United States Justice Department Implements Relativity for E-Discovery Review and Advanced Text Analytics

From the announcement:

…Relativity Analytics powers functionality such as clustering, the automatic grouping of documents by similar concepts, as well as concept search, and the ability for end users to train the system to group documents based on concepts and issues they define.

Relativity is being deployed in EOUSA’s Litigation Technology Service Center (LTSC) to provide electronic discovery services for all U.S. Attorneys’ Offices, which include over 6,000 attorneys nationwide. EOUSA will use Relativity Analytics to empower U.S. Attorney teams to do more with limited resources by allowing them to quickly locate key documents and increase their review speeds through enormous data sets in compressed time frames.

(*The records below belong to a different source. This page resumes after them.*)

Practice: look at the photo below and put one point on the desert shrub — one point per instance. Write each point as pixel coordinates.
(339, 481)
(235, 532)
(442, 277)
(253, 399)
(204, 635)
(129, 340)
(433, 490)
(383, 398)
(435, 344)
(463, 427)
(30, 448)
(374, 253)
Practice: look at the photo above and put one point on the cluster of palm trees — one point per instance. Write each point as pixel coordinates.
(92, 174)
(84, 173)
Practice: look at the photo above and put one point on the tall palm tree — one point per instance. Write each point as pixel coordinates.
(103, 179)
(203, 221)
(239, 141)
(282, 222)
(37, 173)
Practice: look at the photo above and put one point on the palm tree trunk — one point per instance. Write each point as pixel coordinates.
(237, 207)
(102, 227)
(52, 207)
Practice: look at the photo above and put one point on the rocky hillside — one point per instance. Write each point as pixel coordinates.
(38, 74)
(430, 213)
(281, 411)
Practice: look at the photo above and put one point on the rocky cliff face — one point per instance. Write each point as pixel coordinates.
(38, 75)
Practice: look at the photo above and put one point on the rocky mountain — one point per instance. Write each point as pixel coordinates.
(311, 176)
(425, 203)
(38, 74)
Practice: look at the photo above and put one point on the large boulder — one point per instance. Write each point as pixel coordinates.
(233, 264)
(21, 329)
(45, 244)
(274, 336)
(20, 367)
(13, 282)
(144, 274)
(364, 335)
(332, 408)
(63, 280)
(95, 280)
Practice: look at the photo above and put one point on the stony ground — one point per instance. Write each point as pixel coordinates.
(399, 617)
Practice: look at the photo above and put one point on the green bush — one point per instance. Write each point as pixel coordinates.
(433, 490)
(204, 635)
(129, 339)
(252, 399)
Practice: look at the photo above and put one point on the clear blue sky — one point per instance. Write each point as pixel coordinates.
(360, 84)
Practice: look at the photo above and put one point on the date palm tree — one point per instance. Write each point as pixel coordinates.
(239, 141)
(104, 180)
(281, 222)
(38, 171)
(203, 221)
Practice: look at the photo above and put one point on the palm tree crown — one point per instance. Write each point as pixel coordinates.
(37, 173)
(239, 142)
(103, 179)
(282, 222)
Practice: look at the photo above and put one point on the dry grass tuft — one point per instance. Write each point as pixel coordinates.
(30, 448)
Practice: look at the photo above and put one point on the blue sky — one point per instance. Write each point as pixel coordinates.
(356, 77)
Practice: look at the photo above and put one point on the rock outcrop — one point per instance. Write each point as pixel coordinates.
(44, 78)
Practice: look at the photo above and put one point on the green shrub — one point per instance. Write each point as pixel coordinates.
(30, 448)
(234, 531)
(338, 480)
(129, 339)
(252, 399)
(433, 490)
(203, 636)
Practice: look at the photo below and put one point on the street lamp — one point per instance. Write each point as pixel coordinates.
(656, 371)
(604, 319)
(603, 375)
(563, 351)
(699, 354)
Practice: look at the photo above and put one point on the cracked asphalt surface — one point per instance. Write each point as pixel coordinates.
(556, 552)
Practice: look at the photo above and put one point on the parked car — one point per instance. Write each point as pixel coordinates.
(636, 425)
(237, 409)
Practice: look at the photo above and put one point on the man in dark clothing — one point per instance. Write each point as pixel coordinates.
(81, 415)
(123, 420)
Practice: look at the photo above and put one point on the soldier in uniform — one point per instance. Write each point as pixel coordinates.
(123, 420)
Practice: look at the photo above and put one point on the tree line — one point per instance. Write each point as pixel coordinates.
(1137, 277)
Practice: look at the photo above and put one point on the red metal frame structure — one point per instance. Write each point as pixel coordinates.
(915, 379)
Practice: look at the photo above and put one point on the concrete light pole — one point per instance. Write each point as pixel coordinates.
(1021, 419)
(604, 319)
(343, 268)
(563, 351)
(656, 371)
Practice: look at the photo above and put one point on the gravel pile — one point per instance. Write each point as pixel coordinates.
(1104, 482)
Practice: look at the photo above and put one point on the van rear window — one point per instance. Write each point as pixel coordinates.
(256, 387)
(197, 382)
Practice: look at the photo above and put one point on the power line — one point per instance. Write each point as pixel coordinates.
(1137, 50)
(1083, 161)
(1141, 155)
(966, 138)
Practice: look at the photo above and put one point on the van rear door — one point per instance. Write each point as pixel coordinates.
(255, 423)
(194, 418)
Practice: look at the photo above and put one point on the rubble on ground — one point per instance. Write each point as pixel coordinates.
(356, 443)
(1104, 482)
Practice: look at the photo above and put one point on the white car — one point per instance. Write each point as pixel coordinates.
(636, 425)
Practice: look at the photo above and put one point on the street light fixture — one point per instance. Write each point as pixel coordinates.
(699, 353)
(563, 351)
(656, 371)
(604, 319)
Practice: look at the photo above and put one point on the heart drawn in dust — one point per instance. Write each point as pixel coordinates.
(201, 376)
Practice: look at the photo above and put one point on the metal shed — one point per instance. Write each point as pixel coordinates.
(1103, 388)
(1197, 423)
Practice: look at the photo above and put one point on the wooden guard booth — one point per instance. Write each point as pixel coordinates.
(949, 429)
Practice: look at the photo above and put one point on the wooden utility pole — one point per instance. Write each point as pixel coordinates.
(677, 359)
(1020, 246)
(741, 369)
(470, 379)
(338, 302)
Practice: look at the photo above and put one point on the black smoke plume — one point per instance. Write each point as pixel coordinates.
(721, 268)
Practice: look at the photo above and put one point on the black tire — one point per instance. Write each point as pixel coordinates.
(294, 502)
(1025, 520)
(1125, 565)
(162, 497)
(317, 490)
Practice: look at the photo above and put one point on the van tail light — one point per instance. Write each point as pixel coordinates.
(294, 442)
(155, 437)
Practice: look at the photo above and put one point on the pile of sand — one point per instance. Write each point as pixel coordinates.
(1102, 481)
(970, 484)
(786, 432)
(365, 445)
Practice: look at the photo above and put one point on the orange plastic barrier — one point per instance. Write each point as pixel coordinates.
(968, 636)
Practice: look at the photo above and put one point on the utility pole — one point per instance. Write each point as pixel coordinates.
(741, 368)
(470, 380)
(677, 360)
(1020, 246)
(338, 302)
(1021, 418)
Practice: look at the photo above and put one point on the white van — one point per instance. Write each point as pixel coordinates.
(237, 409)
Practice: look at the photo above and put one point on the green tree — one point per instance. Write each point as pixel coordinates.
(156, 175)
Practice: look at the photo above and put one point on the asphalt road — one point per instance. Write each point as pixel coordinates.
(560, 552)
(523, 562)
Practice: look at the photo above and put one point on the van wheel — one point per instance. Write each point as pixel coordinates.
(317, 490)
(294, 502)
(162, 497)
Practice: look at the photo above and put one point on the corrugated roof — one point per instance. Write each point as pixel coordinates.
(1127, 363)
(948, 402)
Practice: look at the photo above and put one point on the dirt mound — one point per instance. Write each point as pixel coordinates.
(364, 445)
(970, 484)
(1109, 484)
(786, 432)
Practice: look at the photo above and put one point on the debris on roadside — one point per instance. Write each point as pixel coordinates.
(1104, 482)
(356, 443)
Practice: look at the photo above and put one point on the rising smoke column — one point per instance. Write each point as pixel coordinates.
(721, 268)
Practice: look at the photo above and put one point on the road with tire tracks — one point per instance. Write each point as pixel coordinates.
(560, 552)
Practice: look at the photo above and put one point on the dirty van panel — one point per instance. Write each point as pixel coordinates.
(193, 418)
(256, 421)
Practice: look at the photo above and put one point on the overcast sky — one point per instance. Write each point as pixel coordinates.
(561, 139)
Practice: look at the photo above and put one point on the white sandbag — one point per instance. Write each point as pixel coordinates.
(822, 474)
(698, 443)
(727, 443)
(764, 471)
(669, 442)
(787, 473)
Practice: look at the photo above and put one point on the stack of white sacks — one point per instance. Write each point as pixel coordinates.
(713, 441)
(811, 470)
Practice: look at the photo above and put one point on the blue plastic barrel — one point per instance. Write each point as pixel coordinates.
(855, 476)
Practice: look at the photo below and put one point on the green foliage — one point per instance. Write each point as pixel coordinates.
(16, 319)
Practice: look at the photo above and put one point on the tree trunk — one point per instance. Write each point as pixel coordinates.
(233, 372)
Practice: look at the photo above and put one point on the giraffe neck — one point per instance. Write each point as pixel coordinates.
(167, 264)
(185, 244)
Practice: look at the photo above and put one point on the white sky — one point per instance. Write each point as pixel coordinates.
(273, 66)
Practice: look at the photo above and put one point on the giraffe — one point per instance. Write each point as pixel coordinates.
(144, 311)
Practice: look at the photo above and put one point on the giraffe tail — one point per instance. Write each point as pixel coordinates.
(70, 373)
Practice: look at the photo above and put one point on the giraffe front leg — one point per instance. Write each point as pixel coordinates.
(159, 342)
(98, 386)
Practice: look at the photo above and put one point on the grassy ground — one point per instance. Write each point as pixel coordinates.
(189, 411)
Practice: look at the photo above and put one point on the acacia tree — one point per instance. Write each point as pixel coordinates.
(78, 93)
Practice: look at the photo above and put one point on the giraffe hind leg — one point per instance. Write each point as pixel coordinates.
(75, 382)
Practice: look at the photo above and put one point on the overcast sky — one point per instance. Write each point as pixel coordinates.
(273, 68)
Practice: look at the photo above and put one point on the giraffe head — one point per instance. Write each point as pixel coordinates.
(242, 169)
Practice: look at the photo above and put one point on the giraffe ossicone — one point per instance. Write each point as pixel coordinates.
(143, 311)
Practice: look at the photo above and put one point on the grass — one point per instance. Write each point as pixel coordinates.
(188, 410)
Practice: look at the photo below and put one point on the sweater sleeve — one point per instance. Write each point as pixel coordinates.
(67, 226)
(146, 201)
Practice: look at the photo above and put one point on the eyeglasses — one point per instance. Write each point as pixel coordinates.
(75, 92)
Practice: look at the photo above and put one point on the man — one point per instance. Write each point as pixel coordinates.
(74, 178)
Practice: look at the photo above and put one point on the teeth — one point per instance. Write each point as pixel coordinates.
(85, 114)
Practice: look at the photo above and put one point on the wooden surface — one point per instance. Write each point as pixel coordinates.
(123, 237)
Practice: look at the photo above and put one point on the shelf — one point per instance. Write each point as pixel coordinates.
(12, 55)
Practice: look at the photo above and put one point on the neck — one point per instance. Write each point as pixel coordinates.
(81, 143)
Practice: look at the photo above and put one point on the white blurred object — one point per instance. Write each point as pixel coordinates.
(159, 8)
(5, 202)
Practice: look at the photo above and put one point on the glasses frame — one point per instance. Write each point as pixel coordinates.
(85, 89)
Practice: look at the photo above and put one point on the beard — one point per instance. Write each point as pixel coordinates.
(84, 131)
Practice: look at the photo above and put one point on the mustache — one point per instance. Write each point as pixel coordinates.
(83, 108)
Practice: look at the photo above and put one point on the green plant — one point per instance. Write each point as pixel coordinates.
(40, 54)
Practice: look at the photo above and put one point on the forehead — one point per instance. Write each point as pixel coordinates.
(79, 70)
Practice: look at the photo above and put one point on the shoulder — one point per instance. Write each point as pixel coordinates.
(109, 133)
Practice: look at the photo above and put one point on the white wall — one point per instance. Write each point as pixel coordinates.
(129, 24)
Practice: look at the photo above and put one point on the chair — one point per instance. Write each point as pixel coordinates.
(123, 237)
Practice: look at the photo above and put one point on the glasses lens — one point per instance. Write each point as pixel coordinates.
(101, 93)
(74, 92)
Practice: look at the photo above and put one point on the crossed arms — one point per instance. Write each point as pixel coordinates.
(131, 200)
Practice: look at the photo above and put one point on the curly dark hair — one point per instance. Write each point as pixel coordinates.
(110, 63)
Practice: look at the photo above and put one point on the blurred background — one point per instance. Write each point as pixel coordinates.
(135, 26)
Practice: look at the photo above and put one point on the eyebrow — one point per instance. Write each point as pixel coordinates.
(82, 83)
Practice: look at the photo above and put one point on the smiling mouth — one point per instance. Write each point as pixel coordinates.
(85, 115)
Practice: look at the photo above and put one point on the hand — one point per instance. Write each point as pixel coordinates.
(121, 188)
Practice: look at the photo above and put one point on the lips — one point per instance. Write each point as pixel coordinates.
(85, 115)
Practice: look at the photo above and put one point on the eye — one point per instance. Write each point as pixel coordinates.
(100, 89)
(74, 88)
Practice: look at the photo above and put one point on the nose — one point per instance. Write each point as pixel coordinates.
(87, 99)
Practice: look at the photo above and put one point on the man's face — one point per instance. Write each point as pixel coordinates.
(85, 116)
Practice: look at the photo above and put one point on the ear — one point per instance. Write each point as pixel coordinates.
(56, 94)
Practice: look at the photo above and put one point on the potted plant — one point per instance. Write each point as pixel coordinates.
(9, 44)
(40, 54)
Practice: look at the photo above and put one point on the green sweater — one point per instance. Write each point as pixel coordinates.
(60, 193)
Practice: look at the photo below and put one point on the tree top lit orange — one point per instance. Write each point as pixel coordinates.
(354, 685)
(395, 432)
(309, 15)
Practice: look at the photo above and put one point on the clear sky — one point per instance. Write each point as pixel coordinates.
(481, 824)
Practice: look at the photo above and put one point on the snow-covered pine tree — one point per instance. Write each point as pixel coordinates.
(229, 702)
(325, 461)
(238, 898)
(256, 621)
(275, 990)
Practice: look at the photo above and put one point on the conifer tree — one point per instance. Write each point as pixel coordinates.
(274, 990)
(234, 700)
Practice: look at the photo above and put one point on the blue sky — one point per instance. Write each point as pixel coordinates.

I like the training the system to group documents idea. Not that far from interactive merging based on user criteria. Would be more useful to colleagues if portions of documents could be grouped, so they don’t have to wade through documents for the relevant bits.

There is a lot of e-discovery management software on the market but two quick points:

1) The bar for good software goes up every year, and,

2) Topic maps have unique features that could make them players in this ever expanding market.